Thursday, 4 December 2008

The Tests You Will Take

You may already be diagnosed with P.H. If so you will have to go through a very long series of tests before they can give you the proper treatment, which may include surgery. It can take less time if you have a super-endocrinologist who really understands Conn's and wants to help you get better fast. These types of doctors are rare and hard to find. And if you are like me, you will find yourself at the mercy of the doctors offices, not just your doctor, and let me tell you, those medical staff people can make or break you. They have far too much power for so little training. My endocrinologist's office has made numerous errors, including making appointments before having me get blood work or urine collection. And then they make you feel like getting an appointment (after they screwed up, mind you) is a privilege. It's not, and it is your right as a patient. Wasted time can cost you a lot when you are in pain and feel hopelessly off-kilter. You need to become your own advocate (see my below blog on helpful tips with that).

My second endocrinologist (I'm on my 3rd), told me if I didn't follow the order of the tests, it would seriously delay diagnosis and treatment. He was right on that accord. But what he forgot to tell me was what to do in the middle of all the tests. How do I get through my days when I can barely concentrate or remember simple things. Unfortunately, I had to take care of all that on my own, and it's been a very long, sometimes depressing road. If I may be so bold--I recommend going on anti-depressants while you are undergoing all these tests. It can take up to a year to make the right diagnosis and you need to take care of your emotional well-being in the meantime. I've never been a huge fan of them, but recently I feel they may have saved my life. Each patient is different so it's best to talk to your G.P., maybe not your endo because he's only there to deal with your endocrine system, not your head. However, if your endo is an empathetic person, it's certainly worth asking.

In the meantime, here is a list of tests that most endocrinlogists have you take before making a decision about surgery vs. a life-long commitment to medication. The tests can start out in different order with different doctors.

Hyperaldosteronism Tests:

1) Lots of blood work which may be requested weekly or bi-weekly at times.

2) Blood renin tests that are sometimes done in conjunction with the regular blood work.

3)CT scan. This is how they found my tumor, although if your doctor suspects P.A., he will have you take this to be sure.

4) MRI- A surgeon will often request this to see the tumor better (CT's can be rough).

5)Saline-Suppression Test, or Oral Salt Loading Test (it's usually either/or)

6)24-hour urine collection: The test is done to see how much aldosterone is released into your urine.

7)Fludrocortisone suppression test (FST).
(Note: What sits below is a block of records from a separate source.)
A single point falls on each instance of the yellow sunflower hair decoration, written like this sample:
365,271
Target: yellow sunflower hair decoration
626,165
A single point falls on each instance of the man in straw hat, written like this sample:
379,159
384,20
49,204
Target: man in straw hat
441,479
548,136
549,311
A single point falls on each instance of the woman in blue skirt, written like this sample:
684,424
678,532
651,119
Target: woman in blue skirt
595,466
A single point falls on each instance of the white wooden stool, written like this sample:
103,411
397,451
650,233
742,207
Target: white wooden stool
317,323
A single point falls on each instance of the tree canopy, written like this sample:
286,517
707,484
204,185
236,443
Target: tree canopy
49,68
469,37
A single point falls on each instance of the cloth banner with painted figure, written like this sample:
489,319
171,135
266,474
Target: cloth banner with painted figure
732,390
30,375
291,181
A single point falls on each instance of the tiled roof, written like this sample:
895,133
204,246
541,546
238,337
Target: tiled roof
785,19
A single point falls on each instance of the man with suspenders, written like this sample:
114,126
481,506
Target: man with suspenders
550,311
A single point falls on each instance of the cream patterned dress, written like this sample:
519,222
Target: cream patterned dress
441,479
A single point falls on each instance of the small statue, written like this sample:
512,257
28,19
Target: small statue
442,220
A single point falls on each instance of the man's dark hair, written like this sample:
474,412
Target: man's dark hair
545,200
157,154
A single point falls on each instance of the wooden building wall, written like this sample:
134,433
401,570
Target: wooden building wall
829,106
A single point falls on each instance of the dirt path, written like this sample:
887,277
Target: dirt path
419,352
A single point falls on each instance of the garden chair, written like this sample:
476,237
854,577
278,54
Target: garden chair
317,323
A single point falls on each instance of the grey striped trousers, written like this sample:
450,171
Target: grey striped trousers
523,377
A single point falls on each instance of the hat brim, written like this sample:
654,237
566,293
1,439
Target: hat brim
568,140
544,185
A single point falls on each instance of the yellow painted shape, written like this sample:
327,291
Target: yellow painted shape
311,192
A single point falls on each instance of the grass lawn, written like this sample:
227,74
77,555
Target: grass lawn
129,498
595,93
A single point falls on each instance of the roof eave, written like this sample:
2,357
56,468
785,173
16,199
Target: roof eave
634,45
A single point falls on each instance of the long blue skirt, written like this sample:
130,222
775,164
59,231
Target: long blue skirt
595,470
After you've followed a high-sodium diet and taken fludrocortisone — which mimics the action of aldosterone — for three days, aldosterone levels in your blood are measured.

8)Adrenal Vein Sampling: This is the most reliable test for determining the cause of primary aldosteronism. A radiologist draws blood from both your right and left adrenal veins and compares the two samples. Aldosterone levels that are significantly higher on one side indicate the presence of an aldosteronoma on that side. Aldosterone levels that are similar on both sides point to overactivity in both glands-(this is not great news).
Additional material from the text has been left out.